PDP-8 /e/f/m memory
Don
THX1138 at dakotacom.net
Tue Aug 15 11:15:59 CDT 2006
Chuck Guzis wrote:
> On 8/14/2006 at 9:35 PM Don wrote:
>
>> Unless you can make a battery application last A VERY LONG TIME
>> (not just a LONG time since those are the cases where you get
>> screwed because you have forgotten about the battery that
>> you replaced 1 or 2 years ago... *but*, if you replaced it
>> *10* years ago you don't mind -- as much -- when it dies
>> after that long of a service life) it will frustrate users.
>
> Well, consider the Dallas battery-inside-the-chip clock-calendar circuits.
> 7 years sounded like forever--and it may well have been to the original
> owners of the equipment. But now, they're starting to fade and finding
> replacements can be a bit of a hassle. In 20 years, it'll probably be
> nearly impossible.
Exactly! That's why you don't use a proprietary battery!
(and, a battery *inside* a chip is the most proprietary
form I know :> ).
I deliberately redesigned the clock/bbsram's in my SPARCs to
accept an external battery pack -- so I can just swap the
batteries when the time comes (instead of having to hunt down
replacement parts with stale batteries!)
> For this particular application, any keep-alive power source needs only to
> last as long the longest power-off interval. If, as Don, says a supercap
But how often do you power up your '8? I'm sure many folks
have them sit in a corner and only use them intermittently.
E.g., my Voyager hasn't seen power applied in 6 mos or more :-(
OTOH, if you *know* that those AA cells will keep it
running for years AND you just discipline yourself to
put a new set in as a regular maintenance issue (just
like servicing your smoke detector, PDA, etc.), then
you never find yourself worrying if you've not powered
it up often enough to recharge a supercap!

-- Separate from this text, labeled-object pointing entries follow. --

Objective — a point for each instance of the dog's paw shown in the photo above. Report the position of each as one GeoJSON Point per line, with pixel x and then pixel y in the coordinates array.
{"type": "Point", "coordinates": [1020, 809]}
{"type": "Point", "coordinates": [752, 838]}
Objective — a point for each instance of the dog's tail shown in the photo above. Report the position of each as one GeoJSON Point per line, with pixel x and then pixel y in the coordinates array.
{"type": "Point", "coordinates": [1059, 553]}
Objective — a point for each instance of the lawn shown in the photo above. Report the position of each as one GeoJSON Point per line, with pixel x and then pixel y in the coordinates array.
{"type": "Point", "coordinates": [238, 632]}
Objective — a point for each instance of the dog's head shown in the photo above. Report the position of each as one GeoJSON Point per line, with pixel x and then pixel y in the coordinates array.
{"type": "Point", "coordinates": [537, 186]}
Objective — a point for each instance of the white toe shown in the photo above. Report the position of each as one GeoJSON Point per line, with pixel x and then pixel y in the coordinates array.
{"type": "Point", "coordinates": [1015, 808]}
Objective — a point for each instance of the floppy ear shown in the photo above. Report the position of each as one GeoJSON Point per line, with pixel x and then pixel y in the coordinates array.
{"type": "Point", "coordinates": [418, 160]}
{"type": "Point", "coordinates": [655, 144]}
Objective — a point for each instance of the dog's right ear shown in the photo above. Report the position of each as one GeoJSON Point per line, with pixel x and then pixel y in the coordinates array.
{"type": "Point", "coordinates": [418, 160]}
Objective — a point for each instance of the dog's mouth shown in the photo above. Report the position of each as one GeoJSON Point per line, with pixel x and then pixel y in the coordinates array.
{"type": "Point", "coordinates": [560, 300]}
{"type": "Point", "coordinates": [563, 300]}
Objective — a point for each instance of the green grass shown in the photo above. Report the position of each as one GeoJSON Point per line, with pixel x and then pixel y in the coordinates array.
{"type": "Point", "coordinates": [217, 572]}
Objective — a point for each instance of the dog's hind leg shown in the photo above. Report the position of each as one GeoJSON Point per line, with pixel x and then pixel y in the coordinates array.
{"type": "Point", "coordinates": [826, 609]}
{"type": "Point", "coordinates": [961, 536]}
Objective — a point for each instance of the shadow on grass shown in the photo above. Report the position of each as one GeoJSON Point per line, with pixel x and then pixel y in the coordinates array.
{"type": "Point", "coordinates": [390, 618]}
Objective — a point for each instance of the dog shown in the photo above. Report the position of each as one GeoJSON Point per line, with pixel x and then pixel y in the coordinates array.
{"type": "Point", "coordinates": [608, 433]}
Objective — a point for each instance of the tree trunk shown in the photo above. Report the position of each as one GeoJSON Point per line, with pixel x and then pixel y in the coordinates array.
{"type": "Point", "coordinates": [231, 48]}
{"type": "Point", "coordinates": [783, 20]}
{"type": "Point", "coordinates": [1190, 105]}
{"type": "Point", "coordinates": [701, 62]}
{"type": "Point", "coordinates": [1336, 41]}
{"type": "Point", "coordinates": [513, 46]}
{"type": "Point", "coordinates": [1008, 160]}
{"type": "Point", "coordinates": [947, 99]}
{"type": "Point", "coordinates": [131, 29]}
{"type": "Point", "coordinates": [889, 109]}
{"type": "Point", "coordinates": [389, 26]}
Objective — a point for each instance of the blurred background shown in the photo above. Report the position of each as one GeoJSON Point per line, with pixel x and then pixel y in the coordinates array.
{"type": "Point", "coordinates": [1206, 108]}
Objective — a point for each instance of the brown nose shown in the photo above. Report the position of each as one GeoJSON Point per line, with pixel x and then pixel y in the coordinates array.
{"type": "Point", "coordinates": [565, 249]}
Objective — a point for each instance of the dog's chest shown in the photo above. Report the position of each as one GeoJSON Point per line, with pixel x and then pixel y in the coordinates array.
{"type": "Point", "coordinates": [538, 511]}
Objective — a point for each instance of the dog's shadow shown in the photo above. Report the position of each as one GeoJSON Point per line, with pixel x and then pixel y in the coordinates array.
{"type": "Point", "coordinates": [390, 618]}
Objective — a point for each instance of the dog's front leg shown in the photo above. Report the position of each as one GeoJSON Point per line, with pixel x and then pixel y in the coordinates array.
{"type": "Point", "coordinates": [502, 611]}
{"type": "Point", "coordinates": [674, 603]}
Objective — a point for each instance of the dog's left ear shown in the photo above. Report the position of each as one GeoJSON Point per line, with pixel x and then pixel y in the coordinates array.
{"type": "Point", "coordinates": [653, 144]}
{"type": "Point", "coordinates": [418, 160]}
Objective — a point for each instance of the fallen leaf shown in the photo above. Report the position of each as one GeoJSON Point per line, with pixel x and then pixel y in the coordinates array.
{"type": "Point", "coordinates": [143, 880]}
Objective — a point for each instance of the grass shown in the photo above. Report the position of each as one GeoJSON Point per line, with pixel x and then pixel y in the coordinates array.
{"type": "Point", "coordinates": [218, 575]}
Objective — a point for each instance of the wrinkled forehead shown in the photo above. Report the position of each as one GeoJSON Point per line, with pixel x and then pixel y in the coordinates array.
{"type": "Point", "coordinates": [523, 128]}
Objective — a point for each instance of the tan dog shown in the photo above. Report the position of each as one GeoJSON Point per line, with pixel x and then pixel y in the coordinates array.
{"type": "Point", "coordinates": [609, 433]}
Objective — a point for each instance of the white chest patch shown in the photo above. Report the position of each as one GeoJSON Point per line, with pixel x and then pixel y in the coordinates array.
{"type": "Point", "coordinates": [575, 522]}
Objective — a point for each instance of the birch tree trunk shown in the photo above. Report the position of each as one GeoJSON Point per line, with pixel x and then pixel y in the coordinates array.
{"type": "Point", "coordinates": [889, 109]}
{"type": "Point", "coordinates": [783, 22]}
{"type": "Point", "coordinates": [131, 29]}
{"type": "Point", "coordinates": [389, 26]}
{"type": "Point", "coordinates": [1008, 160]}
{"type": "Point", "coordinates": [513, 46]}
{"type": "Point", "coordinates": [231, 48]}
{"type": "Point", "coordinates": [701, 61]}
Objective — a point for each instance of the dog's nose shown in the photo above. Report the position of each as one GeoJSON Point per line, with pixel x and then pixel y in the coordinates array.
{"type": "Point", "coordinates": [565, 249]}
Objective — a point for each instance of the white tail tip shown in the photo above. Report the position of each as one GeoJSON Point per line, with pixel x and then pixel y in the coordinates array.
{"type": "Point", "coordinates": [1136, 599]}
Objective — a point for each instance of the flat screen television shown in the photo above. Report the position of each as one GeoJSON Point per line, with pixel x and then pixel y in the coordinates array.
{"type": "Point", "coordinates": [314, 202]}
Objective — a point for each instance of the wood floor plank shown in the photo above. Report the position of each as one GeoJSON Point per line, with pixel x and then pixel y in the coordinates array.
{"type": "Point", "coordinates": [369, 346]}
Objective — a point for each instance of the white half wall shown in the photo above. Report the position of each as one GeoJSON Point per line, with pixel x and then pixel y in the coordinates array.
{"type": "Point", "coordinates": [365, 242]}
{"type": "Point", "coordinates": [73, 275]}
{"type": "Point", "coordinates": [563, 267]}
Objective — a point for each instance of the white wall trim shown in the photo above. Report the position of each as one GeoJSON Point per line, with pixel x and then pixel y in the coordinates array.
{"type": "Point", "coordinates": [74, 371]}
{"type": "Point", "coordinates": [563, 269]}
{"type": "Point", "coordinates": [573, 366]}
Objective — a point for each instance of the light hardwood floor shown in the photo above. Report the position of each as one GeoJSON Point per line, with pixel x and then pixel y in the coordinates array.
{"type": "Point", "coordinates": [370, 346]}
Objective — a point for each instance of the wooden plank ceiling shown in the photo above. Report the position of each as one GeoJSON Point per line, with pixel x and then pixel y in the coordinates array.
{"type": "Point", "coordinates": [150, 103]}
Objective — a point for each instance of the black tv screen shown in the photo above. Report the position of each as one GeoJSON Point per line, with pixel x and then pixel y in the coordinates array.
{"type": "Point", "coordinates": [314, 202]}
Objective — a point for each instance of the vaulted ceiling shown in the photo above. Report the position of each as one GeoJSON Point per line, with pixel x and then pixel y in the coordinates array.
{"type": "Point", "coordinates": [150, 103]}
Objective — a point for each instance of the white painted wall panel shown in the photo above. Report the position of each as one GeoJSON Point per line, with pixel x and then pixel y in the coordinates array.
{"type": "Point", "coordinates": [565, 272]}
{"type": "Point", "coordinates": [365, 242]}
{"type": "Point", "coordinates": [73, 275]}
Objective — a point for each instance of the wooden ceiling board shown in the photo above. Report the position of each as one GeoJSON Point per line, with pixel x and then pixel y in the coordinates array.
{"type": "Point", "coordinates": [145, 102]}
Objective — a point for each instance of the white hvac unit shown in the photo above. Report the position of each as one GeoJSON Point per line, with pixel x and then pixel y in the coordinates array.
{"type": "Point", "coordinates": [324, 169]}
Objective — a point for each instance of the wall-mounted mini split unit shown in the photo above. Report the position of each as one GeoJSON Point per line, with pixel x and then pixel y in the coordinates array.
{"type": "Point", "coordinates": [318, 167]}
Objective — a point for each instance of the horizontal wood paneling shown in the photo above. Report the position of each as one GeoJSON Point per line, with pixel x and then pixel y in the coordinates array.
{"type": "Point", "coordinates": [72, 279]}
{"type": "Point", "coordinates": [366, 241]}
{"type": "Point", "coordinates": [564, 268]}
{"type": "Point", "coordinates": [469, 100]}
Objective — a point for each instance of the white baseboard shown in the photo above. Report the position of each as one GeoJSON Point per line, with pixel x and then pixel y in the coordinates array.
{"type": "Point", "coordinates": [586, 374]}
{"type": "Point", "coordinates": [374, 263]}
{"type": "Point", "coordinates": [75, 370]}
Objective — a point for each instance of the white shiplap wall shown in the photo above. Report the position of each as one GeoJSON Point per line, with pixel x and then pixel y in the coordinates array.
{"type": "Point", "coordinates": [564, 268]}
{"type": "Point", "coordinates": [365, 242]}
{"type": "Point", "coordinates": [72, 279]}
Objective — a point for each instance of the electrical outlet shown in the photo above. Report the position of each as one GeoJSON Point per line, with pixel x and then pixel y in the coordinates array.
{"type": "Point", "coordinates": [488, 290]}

> will last several months, that should be good enough--and it's a permanent
> solution. Heck, I wonder if you could trickle-charge the battery with
> ambient light via a solar cell. That should extend the keep-alive period
> some.
>
> I just don't like chemical reactions in my equipment--it's sort of like
> bird's nest soup. It might taste good, but I don't like the idea of eating
> bird spit..
I haven't found a "chemical mess" in a piece of equipment
since some paperclad eveready D cells leaked in a flashlight
a few decades ago. I last replaced the batteries in the
SPARCs 3 years ago and my Compaq portable 3 was probably even
longer than that (it is a more "involved" effort to disassemble
than the SPARCs so it doesn't happen as often -- despite the
fact that the consequences of a BBSRAM data loss in the compaq
are potentially more severe than in the SPARCs).